Much Ado In the Moonlight
But before she could really bring the impressive powers of her formidable imagination to bear on the current task, the damned horse Mrs. Pruitt had given her whinnied in fear and reared up, wrenching the reins from Victoria’s fingers.
“Hey!” she exclaimed.
The next thing she knew, the horse was off like a shot, carrying with it most of her gear and all hope of non-perambulating travel.
“Can you believe that?” she said to Connor.
Only Connor wasn’t there.
Neither was that little grove of trees she had hidden behind with Connor when they’d been spying on Thomas and Jamie. Thomas was gone, as well.
“Oh,” she wheezed. “Not in Kansas anymore, I guess.”
“Witch! Fairy! Sorceress!”
She whirled around to see two very filthy, very terrified children hiding in another species of trees and pointing at her while they called her names.
Dangerous names.
Names Thomas and Jamie had insisted she learn in Gaelic so she would be prepared for the worst. Victoria thought it might be best to run before she met up with any parents with pitchforks. She didn’t have fifteen minutes to determine where west was, so she checked the handy compass she’d bought two days earlier and tucked in her sock, then made tracks north.
She ran until she couldn’t run anymore and she thought she might have left the name-callers behind. She hunched over with her hands on her thighs and sucked in air—fortunately not as desperately as she might have six weeks ago. Time at Jamie’s in that respect had not been wasted. Ian had seemed to take an inordinate pleasure in being her personal trainer. She had thought at the time that he just had a sadistic streak, but now she suspected he did it so she would actually manage to make it through medieval Scotland alive. Then she would have a tale to entertain his family with in front of his shiny red Aga stove.
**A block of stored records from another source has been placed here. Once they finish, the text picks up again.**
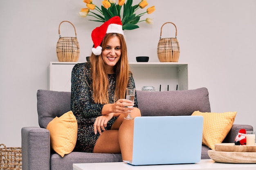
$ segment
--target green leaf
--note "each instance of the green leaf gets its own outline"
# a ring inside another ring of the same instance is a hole
[[[105,22],[105,21],[102,21],[101,20],[88,20],[89,21],[96,21],[97,22]]]
[[[115,4],[111,4],[111,7],[108,9],[108,10],[111,11],[114,16],[119,16],[120,13],[118,13],[117,8]]]
[[[123,25],[123,30],[124,30],[125,29],[127,30],[131,30],[132,29],[134,29],[139,28],[139,27],[138,26],[133,24],[128,23]]]
[[[90,11],[90,12],[91,13],[93,13],[94,15],[95,15],[97,16],[99,18],[101,19],[102,20],[103,20],[105,21],[105,18],[104,17],[103,17],[102,16],[96,13],[94,13],[93,12],[92,12],[91,11]]]

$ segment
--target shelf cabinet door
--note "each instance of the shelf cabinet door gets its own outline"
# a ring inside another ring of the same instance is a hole
[[[76,62],[51,62],[49,89],[71,91],[71,72]],[[156,91],[189,89],[188,64],[186,63],[130,63],[137,90],[144,86],[154,86]]]
[[[71,91],[71,72],[77,62],[51,62],[49,68],[49,89],[53,91]]]

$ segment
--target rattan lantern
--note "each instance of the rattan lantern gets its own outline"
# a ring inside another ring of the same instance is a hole
[[[67,22],[71,24],[75,30],[75,37],[61,37],[60,31],[61,24],[63,22]],[[76,28],[73,24],[69,21],[63,21],[58,26],[58,34],[60,38],[57,43],[57,57],[59,62],[77,62],[79,58],[80,48],[79,43],[76,38]]]
[[[175,38],[162,38],[162,29],[167,23],[173,24],[176,29]],[[157,46],[157,56],[160,62],[177,62],[180,57],[180,46],[177,39],[177,29],[174,24],[166,22],[161,27],[160,40]]]

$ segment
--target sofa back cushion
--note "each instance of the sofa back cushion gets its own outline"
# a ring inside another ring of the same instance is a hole
[[[71,95],[70,92],[37,91],[37,113],[41,128],[46,128],[48,124],[56,116],[60,117],[70,110]]]
[[[137,91],[141,115],[191,115],[195,111],[211,112],[207,88],[185,91],[150,92]],[[46,90],[37,91],[37,112],[41,128],[56,116],[70,110],[70,92]]]
[[[141,116],[190,115],[211,112],[207,88],[160,92],[137,91]]]

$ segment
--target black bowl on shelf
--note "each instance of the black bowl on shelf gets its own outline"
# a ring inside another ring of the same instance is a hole
[[[136,57],[136,61],[137,62],[148,62],[148,59],[149,59],[149,57]]]

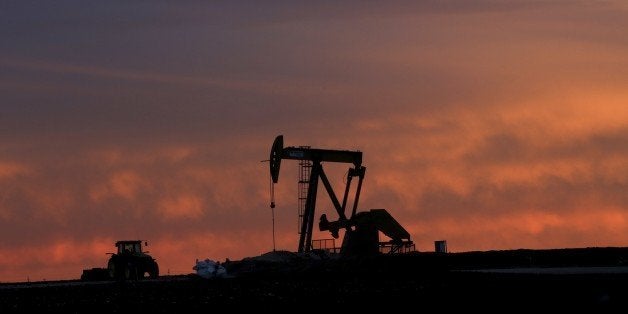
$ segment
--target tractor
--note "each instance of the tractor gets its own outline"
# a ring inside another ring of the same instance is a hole
[[[148,245],[148,243],[144,243]],[[146,278],[157,278],[159,276],[159,266],[153,257],[142,252],[142,241],[118,241],[116,242],[117,253],[112,253],[107,264],[110,279],[116,280],[139,280]]]

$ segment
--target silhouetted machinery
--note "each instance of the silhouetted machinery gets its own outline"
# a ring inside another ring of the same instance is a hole
[[[303,219],[300,226],[299,252],[312,250],[312,227],[319,179],[323,183],[331,202],[338,213],[338,220],[329,221],[323,214],[319,221],[319,230],[328,230],[334,238],[339,237],[339,231],[345,230],[340,253],[342,255],[375,255],[380,251],[399,253],[414,250],[410,234],[385,209],[371,209],[357,212],[360,190],[364,180],[366,168],[362,166],[362,152],[349,150],[329,150],[304,147],[283,147],[283,135],[275,138],[270,151],[270,175],[274,183],[279,181],[279,168],[282,159],[311,161],[311,172],[307,189],[307,198]],[[342,203],[336,194],[323,170],[323,162],[353,164],[347,173],[347,180]],[[357,188],[353,197],[353,206],[349,217],[345,214],[347,202],[354,177],[358,178]],[[274,199],[271,207],[274,208]],[[379,232],[388,236],[388,242],[379,241]]]
[[[148,245],[147,242],[144,245]],[[116,253],[111,254],[107,268],[84,269],[81,280],[139,280],[159,276],[159,265],[155,259],[142,251],[142,241],[117,241]]]

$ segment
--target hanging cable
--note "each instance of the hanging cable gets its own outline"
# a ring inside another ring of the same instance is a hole
[[[275,208],[275,183],[270,179],[270,208]]]
[[[273,252],[275,252],[275,183],[272,178],[270,178],[270,213],[273,220]]]

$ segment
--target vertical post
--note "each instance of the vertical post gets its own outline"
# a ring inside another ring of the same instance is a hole
[[[299,253],[309,252],[312,247],[312,226],[314,223],[314,208],[316,207],[316,193],[318,190],[318,176],[320,169],[320,161],[314,161],[312,164],[312,172],[310,173],[310,183],[307,191],[307,200],[305,201],[303,221],[301,221]]]

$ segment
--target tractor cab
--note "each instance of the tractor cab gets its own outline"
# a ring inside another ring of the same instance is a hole
[[[118,241],[116,242],[118,254],[142,254],[142,241]]]

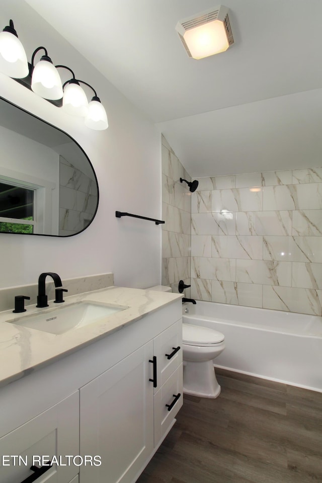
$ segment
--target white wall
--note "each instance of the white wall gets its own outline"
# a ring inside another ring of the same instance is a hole
[[[115,215],[119,210],[160,217],[159,135],[29,6],[21,0],[2,1],[2,30],[10,19],[29,60],[34,50],[43,45],[54,64],[68,65],[93,86],[106,108],[109,127],[103,131],[90,130],[82,119],[0,74],[0,96],[57,126],[80,144],[93,164],[100,189],[96,216],[79,234],[64,238],[0,234],[0,287],[35,283],[47,271],[57,272],[63,280],[112,271],[117,285],[143,288],[159,283],[160,225]],[[84,32],[86,41],[86,27]]]

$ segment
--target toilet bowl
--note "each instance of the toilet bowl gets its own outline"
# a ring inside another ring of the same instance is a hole
[[[184,393],[209,398],[219,395],[213,359],[225,348],[224,339],[221,332],[207,327],[183,324]]]

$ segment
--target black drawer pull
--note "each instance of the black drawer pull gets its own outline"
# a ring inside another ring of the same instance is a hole
[[[50,464],[47,466],[47,465],[48,463]],[[48,469],[50,469],[52,467],[52,464],[51,461],[46,461],[45,465],[40,466],[40,467],[38,467],[38,466],[36,466],[34,464],[33,464],[32,466],[30,466],[30,469],[32,469],[33,471],[35,472],[33,474],[31,474],[30,476],[27,476],[21,483],[33,483],[33,481],[35,481],[38,479],[44,473],[48,471]]]
[[[175,398],[174,399],[174,400],[173,400],[173,401],[172,401],[172,403],[171,403],[171,404],[166,404],[166,406],[168,408],[168,411],[171,411],[171,410],[172,409],[172,408],[173,408],[173,407],[174,406],[174,405],[176,404],[176,403],[177,403],[177,401],[178,400],[178,399],[179,398],[179,397],[180,397],[181,395],[181,394],[180,394],[180,392],[179,392],[179,393],[177,394],[177,395],[176,395],[175,394],[173,394],[173,396],[174,396],[174,397]]]
[[[180,346],[178,346],[178,347],[173,347],[173,349],[174,349],[173,352],[172,352],[171,354],[166,354],[166,355],[168,359],[171,359],[172,357],[173,357],[175,354],[177,354],[178,351],[180,350]]]
[[[153,379],[149,379],[149,381],[153,382],[153,387],[156,387],[156,356],[153,356],[153,360],[150,359],[149,362],[153,364]]]

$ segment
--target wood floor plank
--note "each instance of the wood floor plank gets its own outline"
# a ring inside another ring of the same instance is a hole
[[[184,395],[137,483],[322,483],[322,393],[218,373],[219,396]]]

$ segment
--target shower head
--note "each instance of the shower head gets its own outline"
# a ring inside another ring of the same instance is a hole
[[[187,180],[184,180],[182,178],[180,178],[180,183],[182,183],[183,181],[185,181],[188,186],[189,187],[189,189],[191,193],[193,193],[194,191],[195,191],[197,188],[198,188],[198,185],[199,185],[199,181],[197,181],[197,180],[195,180],[194,181],[187,181]]]

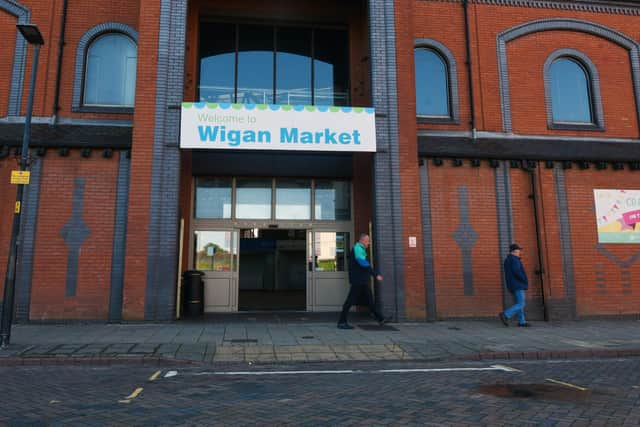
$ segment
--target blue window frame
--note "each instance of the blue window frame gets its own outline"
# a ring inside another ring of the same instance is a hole
[[[125,34],[106,33],[88,47],[83,105],[133,107],[138,52]]]
[[[549,69],[554,123],[594,123],[591,78],[573,58],[559,58]]]
[[[449,67],[434,49],[416,48],[416,112],[418,116],[451,117]]]

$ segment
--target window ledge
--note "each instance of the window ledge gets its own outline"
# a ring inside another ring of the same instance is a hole
[[[458,119],[454,119],[451,116],[417,116],[416,121],[418,124],[431,123],[431,124],[460,124]]]
[[[81,105],[71,109],[74,113],[106,113],[106,114],[133,114],[133,107],[107,107],[99,105]]]
[[[595,123],[549,123],[549,129],[552,130],[585,130],[593,132],[604,132],[604,126]]]

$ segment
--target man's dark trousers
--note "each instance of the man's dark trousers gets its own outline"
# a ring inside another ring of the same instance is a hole
[[[351,288],[349,289],[349,295],[347,296],[347,300],[344,302],[342,306],[342,313],[340,313],[340,321],[339,323],[347,323],[347,313],[351,309],[352,305],[357,305],[360,301],[362,301],[363,295],[366,295],[367,304],[369,305],[369,310],[375,319],[380,322],[384,317],[378,313],[376,310],[375,301],[373,300],[373,294],[371,293],[371,289],[369,288],[368,283],[361,284],[351,284]]]

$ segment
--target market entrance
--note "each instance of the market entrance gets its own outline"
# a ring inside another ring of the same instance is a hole
[[[306,232],[240,230],[238,310],[306,310]]]

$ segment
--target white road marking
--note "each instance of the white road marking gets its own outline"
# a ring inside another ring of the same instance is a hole
[[[378,370],[310,370],[310,371],[214,371],[196,372],[193,375],[221,375],[221,376],[265,376],[265,375],[341,375],[341,374],[406,374],[406,373],[429,373],[429,372],[480,372],[480,371],[500,371],[500,372],[521,372],[518,369],[505,365],[491,365],[485,368],[419,368],[419,369],[378,369]]]

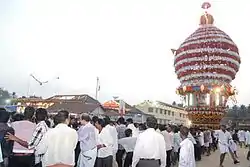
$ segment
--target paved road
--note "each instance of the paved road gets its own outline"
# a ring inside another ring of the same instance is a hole
[[[250,161],[246,160],[246,154],[248,149],[238,149],[238,156],[240,160],[240,164],[234,165],[233,160],[230,157],[230,155],[226,155],[224,167],[250,167]],[[219,151],[216,151],[212,153],[209,157],[202,157],[202,160],[200,162],[197,162],[196,167],[219,167],[219,159],[220,159],[220,153]]]

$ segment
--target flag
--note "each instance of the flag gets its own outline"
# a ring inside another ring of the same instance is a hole
[[[171,51],[172,51],[173,55],[175,55],[176,49],[171,49]]]
[[[121,116],[125,115],[125,102],[123,100],[119,102],[119,113]]]

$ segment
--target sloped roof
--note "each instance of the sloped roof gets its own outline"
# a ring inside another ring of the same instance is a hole
[[[60,103],[54,103],[47,110],[49,112],[67,110],[71,113],[81,114],[81,113],[90,113],[98,107],[102,107],[102,106],[99,104],[89,104],[89,103],[82,103],[82,102],[60,102]]]
[[[100,104],[100,102],[93,97],[82,94],[82,95],[55,95],[46,100],[62,100],[62,101],[81,101],[83,103]]]

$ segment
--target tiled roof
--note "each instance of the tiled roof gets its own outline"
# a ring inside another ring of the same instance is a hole
[[[60,102],[60,103],[54,103],[47,110],[49,112],[67,110],[71,113],[81,114],[81,113],[90,113],[94,111],[97,107],[101,107],[101,105],[82,103],[82,102]]]

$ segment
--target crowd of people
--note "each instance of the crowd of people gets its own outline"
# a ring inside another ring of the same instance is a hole
[[[226,153],[239,163],[238,143],[250,145],[249,131],[158,125],[155,117],[135,124],[88,114],[75,119],[66,110],[49,117],[43,108],[0,109],[1,167],[195,167],[218,148],[223,167]]]

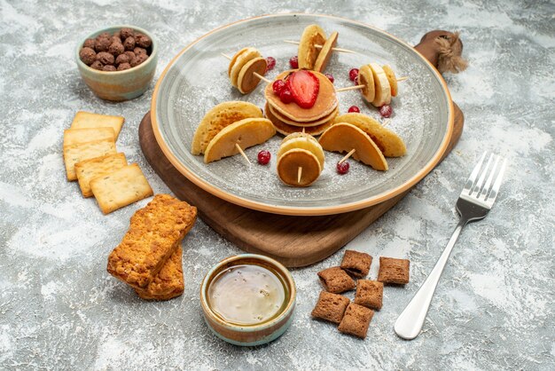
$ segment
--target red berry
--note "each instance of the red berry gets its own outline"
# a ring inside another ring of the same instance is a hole
[[[341,175],[347,174],[348,172],[348,167],[349,167],[349,164],[348,164],[348,162],[347,161],[344,161],[341,163],[337,162],[338,174],[341,174]]]
[[[278,95],[279,95],[279,93],[285,87],[285,82],[283,80],[276,80],[274,83],[271,84],[272,90]]]
[[[266,150],[260,151],[258,153],[258,163],[260,163],[261,165],[268,165],[270,158],[270,153]]]
[[[294,57],[291,57],[291,59],[289,59],[289,64],[291,65],[292,68],[299,68],[299,57],[297,57],[296,55]]]
[[[360,113],[360,108],[357,107],[356,106],[351,106],[348,107],[348,113],[351,112],[356,112],[357,114]]]
[[[274,69],[276,67],[276,59],[274,57],[266,57],[266,72]]]
[[[393,114],[393,108],[389,105],[383,105],[379,107],[379,114],[382,117],[388,118]]]
[[[285,86],[279,91],[279,99],[285,104],[293,101],[293,94],[288,87]]]
[[[356,77],[358,77],[358,68],[351,68],[351,70],[348,71],[348,78],[351,81],[356,81]]]

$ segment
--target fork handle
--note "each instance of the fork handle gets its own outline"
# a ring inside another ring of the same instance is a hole
[[[453,246],[455,246],[455,242],[457,242],[461,230],[467,222],[468,221],[465,219],[460,219],[447,247],[437,260],[437,263],[435,263],[435,265],[434,265],[430,275],[426,279],[422,286],[420,286],[420,288],[418,288],[418,291],[417,291],[412,299],[410,299],[410,302],[409,302],[406,308],[395,321],[394,329],[395,333],[403,339],[412,340],[420,334],[424,320],[426,320],[426,314],[432,302],[432,296],[434,296],[435,287],[440,280],[447,259],[451,254]]]

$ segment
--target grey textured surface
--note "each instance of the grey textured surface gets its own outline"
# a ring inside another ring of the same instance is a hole
[[[297,313],[285,335],[241,349],[215,338],[202,320],[204,273],[240,251],[201,221],[184,241],[183,296],[146,303],[106,273],[108,253],[146,201],[104,217],[66,181],[62,132],[75,111],[125,116],[118,147],[139,162],[155,192],[168,189],[138,146],[152,88],[130,102],[99,100],[81,81],[73,51],[96,28],[137,24],[161,43],[160,75],[181,48],[215,27],[292,11],[364,21],[410,43],[429,29],[461,30],[470,67],[446,78],[465,130],[438,169],[348,246],[412,263],[405,288],[386,288],[365,341],[309,319],[320,290],[316,272],[337,264],[340,250],[293,270]],[[555,368],[554,13],[552,2],[533,1],[0,0],[0,368]],[[447,243],[455,201],[483,150],[510,158],[501,194],[484,221],[463,232],[425,333],[402,341],[395,319]]]

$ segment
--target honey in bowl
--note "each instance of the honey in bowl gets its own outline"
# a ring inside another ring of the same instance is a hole
[[[281,275],[268,266],[238,264],[220,272],[208,288],[212,311],[228,323],[258,325],[275,319],[289,292]]]
[[[296,296],[287,268],[256,254],[222,260],[200,285],[207,325],[222,340],[241,346],[261,345],[281,336],[293,322]]]

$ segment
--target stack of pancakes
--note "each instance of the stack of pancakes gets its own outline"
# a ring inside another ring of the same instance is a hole
[[[283,72],[276,79],[283,80],[292,72],[293,71]],[[264,89],[266,117],[272,122],[276,130],[283,135],[302,132],[303,130],[307,134],[320,135],[332,126],[339,113],[339,101],[332,82],[318,72],[311,72],[320,82],[318,96],[311,108],[302,108],[295,102],[282,102],[279,96],[274,93],[271,83]]]

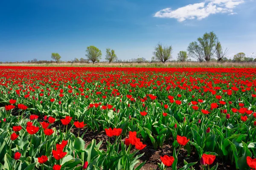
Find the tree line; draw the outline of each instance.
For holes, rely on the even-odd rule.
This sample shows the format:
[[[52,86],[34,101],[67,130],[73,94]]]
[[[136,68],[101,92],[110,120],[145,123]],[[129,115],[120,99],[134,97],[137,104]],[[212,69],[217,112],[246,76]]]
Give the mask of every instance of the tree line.
[[[172,59],[173,48],[172,45],[162,45],[158,43],[154,47],[154,51],[153,53],[153,56],[151,61],[147,61],[145,59],[138,58],[127,60],[124,62],[162,62],[165,63],[166,62],[170,61]],[[239,53],[235,55],[233,60],[228,59],[228,49],[224,48],[221,45],[217,35],[213,31],[206,33],[202,37],[198,37],[197,41],[190,42],[186,51],[180,51],[177,55],[177,61],[191,61],[191,58],[195,59],[197,61],[203,62],[217,61],[218,62],[256,62],[256,58],[246,57],[244,53]],[[87,47],[85,51],[86,58],[77,58],[71,61],[67,62],[71,63],[89,63],[90,62],[94,64],[95,62],[99,62],[102,59],[101,51],[95,46]],[[58,53],[52,53],[52,59],[57,63],[61,62],[61,57]],[[106,49],[105,60],[109,63],[113,62],[124,62],[121,60],[118,60],[115,53],[115,51],[108,48]],[[174,60],[172,60],[174,61]],[[36,59],[28,61],[27,62],[42,63],[52,63],[53,61],[39,61]]]

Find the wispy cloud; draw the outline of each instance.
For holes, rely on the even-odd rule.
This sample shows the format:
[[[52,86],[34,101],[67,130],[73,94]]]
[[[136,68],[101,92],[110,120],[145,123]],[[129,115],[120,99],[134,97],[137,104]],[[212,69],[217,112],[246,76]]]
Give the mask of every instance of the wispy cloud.
[[[186,20],[201,20],[212,14],[227,13],[233,15],[236,13],[233,9],[244,3],[246,0],[205,0],[204,2],[179,8],[175,10],[166,8],[157,12],[154,17],[175,18],[181,22]]]

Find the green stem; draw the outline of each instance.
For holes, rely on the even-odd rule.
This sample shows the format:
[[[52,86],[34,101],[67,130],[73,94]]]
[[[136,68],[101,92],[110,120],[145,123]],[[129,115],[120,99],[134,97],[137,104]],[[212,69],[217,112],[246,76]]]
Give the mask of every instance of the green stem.
[[[178,152],[177,152],[177,156],[178,156],[178,155],[179,155],[179,152],[180,152],[180,147],[181,147],[181,145],[180,144],[179,149],[178,149]]]
[[[32,145],[32,135],[30,136],[30,148],[31,148],[31,146]]]

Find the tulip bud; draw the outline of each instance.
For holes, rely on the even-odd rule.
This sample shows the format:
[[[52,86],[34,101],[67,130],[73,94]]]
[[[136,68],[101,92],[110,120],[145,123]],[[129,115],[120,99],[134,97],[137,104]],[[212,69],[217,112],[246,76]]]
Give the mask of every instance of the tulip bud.
[[[227,115],[226,115],[226,118],[228,119],[230,117],[230,115],[229,114],[227,114]]]
[[[210,132],[210,128],[208,128],[206,130],[206,133],[208,133],[209,132]]]
[[[87,167],[88,166],[88,162],[86,161],[84,162],[84,166],[83,166],[83,169],[85,170],[87,168]]]
[[[206,164],[203,156],[202,156],[200,159],[200,164],[201,164],[201,165],[202,166],[205,166]]]

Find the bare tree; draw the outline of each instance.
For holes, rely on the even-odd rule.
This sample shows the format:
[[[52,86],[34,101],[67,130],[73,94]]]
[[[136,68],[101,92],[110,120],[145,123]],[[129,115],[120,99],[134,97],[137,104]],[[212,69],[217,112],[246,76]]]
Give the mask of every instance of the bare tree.
[[[101,51],[94,46],[91,45],[87,47],[85,52],[86,52],[85,56],[89,60],[93,62],[93,64],[94,64],[96,61],[99,62],[99,60],[101,59]]]
[[[198,38],[198,41],[203,50],[204,59],[207,62],[209,62],[215,52],[214,47],[218,41],[217,36],[212,31],[209,33],[206,33],[202,38]]]
[[[106,49],[106,58],[105,59],[109,63],[117,59],[116,55],[115,54],[114,50],[111,50],[110,48]]]
[[[188,59],[188,56],[187,55],[186,51],[181,51],[178,53],[178,57],[177,57],[177,60],[181,62],[184,62]]]
[[[227,57],[228,54],[228,49],[226,48],[224,49],[219,42],[218,42],[216,44],[215,50],[215,54],[217,57],[218,62],[223,61],[223,59]]]
[[[203,49],[198,45],[196,41],[190,42],[188,49],[189,51],[189,56],[193,58],[200,62],[204,61],[204,52]]]
[[[163,45],[159,43],[155,47],[155,51],[153,54],[155,60],[165,63],[166,61],[172,58],[172,45]]]
[[[52,59],[54,60],[56,62],[56,63],[58,63],[61,61],[61,57],[60,55],[58,53],[52,53],[51,57]]]

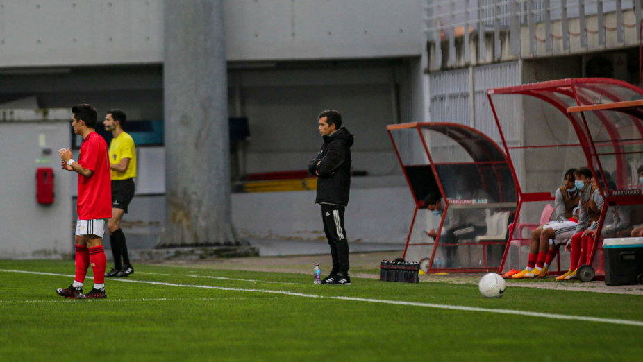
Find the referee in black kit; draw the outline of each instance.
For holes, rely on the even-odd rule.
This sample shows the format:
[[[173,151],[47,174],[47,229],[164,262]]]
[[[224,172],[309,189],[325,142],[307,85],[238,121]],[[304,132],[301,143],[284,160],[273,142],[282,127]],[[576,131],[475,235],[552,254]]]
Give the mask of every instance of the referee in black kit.
[[[322,205],[324,231],[331,245],[333,270],[322,284],[350,285],[349,243],[344,228],[344,210],[351,189],[351,146],[353,135],[342,127],[342,115],[325,110],[317,117],[319,133],[324,138],[322,150],[308,164],[317,178],[315,202]]]

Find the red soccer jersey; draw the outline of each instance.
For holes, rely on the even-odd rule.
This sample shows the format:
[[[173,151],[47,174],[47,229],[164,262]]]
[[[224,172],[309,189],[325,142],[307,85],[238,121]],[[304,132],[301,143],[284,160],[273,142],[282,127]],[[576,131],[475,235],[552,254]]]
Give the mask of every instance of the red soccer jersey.
[[[76,210],[81,220],[112,217],[112,181],[110,178],[109,151],[100,135],[87,135],[78,156],[78,164],[94,171],[86,178],[78,174],[78,202]]]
She was grateful that she at least had on her backpack and that Connor had insisted she keep her sword strapped to her person and not her horse. She would thank him for that advice the next time she saw him.
“Och, but yer a fetchin’ wench.”
Victoria spun around, drawing her rapier at the same time. A bedraggled, though surprisingly bright-eyed man stood there, leering at her. He flicked away the point of her sword.
“I’m not afeared of your puny wench’s blade,” he said scornfully.
“Perhaps you should be,” she said. She moved to one side.
He blocked her.
She resheathed her sword and folded her arms over her chest. “Get out of my way.”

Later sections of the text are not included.